This is an OLD thread, but here's an interesting twist:

class myclass
{
  virtual void somefunc();
};

myclass onemyclass;

memset(&onemyclass,0,sizeof(myclass));

works PERFECTLY well!

However,

myclass *myptr;

myptr=&onemyclass;

memset(myptr,0,sizeof(myclass));

indeed sets the virtuals (i.e somefunc() above) to NULL.

Given that memset is drastically faster than setting to 0 each and every member in a large class, I've been doing the first memset above for ages and never had a problem.

So the really interesting question is how come it works? I suppose that the compiler actually starts to set the zero's BEYOND the virtual table... any idea?

As of C++ 11, the simplest way to fill an array with zeros is to zero-initialize it:

class ArrInit {
    int a[1024] = {}
};

To be precise, I believe this is actually aggregate initialization with an empty initializer list, which happens to zero-initialize every item in the array - but the main point is to show that it can be done. See https://en.cppreference.com/w/cpp/language/zero_initialization and https://en.cppreference.com/w/cpp/language/aggregate_initialization for more details.

You could also zero-initialize the container object itself, which might be more efficient if you have several members to zero out:

class ArrInit {
    int a[1024];
    int b[1024];
};

int main()
{
    ArrInit ai{};
}

See here for a live demo.

This said zero-initialization is a tricky beast - as the CPPReference page indicates, it has no dedicated syntax so you have to be careful that the compiler doesn't pick another type of initialization instead. And as the following question shows, getting compilers to zero-initialize your objects including padding can be tricky: Does C++ standard guarantee the initialization of padding bytes to zero for non-static aggregate objects?

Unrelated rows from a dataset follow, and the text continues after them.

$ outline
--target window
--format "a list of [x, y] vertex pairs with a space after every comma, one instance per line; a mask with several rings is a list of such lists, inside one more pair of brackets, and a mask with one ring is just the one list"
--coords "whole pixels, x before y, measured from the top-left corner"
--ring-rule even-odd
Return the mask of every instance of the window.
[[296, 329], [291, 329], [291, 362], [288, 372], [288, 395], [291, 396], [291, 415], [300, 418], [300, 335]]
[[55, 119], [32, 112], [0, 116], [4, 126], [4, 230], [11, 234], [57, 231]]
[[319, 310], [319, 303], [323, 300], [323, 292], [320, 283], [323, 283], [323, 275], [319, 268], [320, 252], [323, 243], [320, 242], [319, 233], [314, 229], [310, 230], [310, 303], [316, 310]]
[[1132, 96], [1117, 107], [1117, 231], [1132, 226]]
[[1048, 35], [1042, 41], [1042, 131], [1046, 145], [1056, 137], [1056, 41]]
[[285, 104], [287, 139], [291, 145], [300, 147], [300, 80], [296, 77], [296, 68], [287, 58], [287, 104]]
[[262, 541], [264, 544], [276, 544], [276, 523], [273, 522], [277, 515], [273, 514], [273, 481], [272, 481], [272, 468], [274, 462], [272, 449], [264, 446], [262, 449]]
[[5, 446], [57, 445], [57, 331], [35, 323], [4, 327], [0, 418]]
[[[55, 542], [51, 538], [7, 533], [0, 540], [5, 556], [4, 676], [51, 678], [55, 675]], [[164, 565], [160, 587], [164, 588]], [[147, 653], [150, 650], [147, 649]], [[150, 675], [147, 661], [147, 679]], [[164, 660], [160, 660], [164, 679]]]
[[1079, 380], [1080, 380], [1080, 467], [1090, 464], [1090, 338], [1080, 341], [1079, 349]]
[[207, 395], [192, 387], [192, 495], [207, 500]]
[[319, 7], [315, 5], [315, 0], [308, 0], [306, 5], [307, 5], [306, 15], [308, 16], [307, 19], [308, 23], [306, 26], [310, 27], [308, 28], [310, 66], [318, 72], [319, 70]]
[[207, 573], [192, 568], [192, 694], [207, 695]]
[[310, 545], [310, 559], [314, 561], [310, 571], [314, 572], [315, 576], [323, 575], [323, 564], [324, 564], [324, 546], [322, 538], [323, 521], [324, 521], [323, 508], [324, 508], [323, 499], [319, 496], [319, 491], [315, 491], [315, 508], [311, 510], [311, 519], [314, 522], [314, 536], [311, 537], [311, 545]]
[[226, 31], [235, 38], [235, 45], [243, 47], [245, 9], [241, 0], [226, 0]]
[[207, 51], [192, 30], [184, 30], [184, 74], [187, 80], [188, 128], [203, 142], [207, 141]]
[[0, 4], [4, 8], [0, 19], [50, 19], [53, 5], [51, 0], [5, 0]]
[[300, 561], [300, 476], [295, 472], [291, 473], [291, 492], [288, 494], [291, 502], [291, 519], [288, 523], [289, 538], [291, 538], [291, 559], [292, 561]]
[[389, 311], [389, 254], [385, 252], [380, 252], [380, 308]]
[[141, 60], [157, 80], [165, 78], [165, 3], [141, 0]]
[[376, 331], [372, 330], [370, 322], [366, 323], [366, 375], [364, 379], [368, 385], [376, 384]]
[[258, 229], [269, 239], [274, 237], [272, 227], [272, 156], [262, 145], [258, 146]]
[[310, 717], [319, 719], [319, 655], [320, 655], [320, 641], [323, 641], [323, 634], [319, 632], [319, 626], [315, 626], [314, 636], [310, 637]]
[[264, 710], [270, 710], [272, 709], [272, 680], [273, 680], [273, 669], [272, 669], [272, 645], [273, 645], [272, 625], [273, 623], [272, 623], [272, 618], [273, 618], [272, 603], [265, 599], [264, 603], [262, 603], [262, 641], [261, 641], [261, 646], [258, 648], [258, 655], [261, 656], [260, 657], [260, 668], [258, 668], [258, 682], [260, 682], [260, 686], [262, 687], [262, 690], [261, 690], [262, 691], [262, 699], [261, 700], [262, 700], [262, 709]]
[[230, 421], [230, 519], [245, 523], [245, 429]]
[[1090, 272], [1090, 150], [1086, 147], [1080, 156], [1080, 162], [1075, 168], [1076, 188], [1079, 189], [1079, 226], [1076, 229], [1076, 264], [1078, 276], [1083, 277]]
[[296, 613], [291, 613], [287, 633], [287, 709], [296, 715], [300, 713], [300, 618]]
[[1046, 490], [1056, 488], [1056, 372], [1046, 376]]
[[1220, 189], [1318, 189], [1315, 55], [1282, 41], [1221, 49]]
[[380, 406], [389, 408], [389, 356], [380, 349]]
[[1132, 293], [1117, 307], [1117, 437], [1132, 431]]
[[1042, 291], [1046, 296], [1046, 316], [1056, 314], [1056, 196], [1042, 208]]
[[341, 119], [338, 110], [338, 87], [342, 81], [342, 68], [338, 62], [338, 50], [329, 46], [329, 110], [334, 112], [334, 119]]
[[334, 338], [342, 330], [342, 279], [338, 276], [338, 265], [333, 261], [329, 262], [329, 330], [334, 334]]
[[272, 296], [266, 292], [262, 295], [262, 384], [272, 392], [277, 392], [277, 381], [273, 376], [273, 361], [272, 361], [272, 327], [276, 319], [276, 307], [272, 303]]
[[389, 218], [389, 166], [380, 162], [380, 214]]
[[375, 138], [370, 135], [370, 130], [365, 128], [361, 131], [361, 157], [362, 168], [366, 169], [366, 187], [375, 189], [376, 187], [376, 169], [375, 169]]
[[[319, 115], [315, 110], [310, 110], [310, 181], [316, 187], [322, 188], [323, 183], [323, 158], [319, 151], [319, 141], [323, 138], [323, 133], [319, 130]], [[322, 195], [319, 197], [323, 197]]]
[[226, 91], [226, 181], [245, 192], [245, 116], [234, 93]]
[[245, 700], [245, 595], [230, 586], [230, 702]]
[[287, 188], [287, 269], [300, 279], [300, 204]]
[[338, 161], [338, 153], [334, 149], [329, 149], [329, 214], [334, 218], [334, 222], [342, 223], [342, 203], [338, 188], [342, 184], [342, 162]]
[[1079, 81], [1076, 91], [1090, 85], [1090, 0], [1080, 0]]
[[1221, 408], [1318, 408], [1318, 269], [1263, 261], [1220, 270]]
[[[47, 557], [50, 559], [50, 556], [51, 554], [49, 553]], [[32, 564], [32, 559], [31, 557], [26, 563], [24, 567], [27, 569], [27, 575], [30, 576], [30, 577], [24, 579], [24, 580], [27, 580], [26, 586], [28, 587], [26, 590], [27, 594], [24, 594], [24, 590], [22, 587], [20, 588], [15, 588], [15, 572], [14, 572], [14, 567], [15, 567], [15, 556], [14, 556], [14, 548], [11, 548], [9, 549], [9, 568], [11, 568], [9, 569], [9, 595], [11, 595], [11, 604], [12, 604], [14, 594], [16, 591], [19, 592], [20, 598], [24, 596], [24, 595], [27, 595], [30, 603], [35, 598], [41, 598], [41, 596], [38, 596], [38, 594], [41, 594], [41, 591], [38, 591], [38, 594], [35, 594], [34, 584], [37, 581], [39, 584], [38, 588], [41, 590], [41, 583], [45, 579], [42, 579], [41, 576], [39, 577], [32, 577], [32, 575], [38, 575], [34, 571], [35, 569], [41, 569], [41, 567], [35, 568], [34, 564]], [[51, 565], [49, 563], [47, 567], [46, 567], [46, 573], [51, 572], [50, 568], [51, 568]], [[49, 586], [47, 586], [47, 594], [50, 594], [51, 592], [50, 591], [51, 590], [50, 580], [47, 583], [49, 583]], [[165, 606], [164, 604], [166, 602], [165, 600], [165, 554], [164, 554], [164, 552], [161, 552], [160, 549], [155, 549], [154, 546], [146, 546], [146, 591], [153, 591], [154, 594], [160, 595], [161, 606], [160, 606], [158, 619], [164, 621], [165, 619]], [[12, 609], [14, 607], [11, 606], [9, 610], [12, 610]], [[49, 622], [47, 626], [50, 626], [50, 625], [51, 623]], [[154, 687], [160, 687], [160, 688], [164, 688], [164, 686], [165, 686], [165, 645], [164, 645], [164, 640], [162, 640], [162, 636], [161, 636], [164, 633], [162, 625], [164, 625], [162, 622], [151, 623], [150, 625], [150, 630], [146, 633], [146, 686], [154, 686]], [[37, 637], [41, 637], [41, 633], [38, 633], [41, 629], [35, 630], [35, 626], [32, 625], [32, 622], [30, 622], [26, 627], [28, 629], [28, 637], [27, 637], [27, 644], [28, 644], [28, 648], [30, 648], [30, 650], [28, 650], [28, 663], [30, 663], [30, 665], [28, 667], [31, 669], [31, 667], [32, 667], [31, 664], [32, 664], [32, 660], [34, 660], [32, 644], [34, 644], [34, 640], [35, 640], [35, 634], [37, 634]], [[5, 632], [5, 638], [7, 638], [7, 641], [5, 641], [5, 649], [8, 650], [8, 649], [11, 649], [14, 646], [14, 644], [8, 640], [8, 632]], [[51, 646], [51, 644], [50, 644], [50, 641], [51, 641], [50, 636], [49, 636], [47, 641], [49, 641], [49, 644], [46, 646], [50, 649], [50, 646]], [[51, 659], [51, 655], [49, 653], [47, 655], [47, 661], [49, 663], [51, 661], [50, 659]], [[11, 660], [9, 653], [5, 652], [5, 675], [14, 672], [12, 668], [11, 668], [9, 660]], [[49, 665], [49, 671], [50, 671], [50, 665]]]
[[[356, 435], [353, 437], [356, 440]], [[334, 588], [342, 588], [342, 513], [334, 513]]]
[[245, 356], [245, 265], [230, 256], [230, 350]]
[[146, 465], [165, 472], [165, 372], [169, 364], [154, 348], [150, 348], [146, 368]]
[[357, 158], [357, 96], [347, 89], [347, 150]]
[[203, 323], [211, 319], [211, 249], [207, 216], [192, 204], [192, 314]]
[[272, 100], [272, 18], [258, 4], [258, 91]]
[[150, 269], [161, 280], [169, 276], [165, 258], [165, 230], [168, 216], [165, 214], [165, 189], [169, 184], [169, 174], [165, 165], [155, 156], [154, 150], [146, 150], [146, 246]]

With all this in mind, if you're writing high-performance code with a targeted set of platforms in mind (something common for instance in the video games industry), and you know the exact memory layout of the whole object you'll be overwriting with zeroes, memset can be a good tool if used carefully. It can enable things like reliable and fast comparison of POD objects with memcmp.

Your code is fine. I thought the only time in C++ where memset is dangerous is when you do something along the lines of:
YourClass instance; memset(&instance, 0, sizeof(YourClass);.

I believe it might zero out internal data in your instance that the compiler created.

There's no real reason to not use it except for the few cases people pointed out that no one would use anyway, but there's no real benefit to using it either unless you are filling memguards or something.

The short answer would be to use an std::vector with an initial size of 1024.

std::vector< int > a( 1024 ); // Uses the types default constructor, "T()".

The initial value of all elements of "a" would be 0, as the std::vector(size) constructor (as well as vector::resize) copies the value of the default constructor for all elements. For built-in types (a.k.a. intrinsic types, or PODs), you are guaranteed the initial value to be 0:

int x = int(); // x == 0

This would allow the type that "a" uses to change with minimal fuss, even to that of a class.

Most functions that take a void pointer (void*) as a parameter, such as memset, are not type safe. Ignoring an object's type, in this way, removes all C++ style semantics objects tend to rely on, such as construction, destruction and copying. memset makes assumptions about a class, which violates abstraction (not knowing or caring what is inside a class). While this violation isn't always immediately obvious, especially with intrinsic types, it can potentially lead to hard to locate bugs, especially as the code base grows and changes hands. If the type that is memset is a class with a vtable (virtual functions) it will also overwrite that data.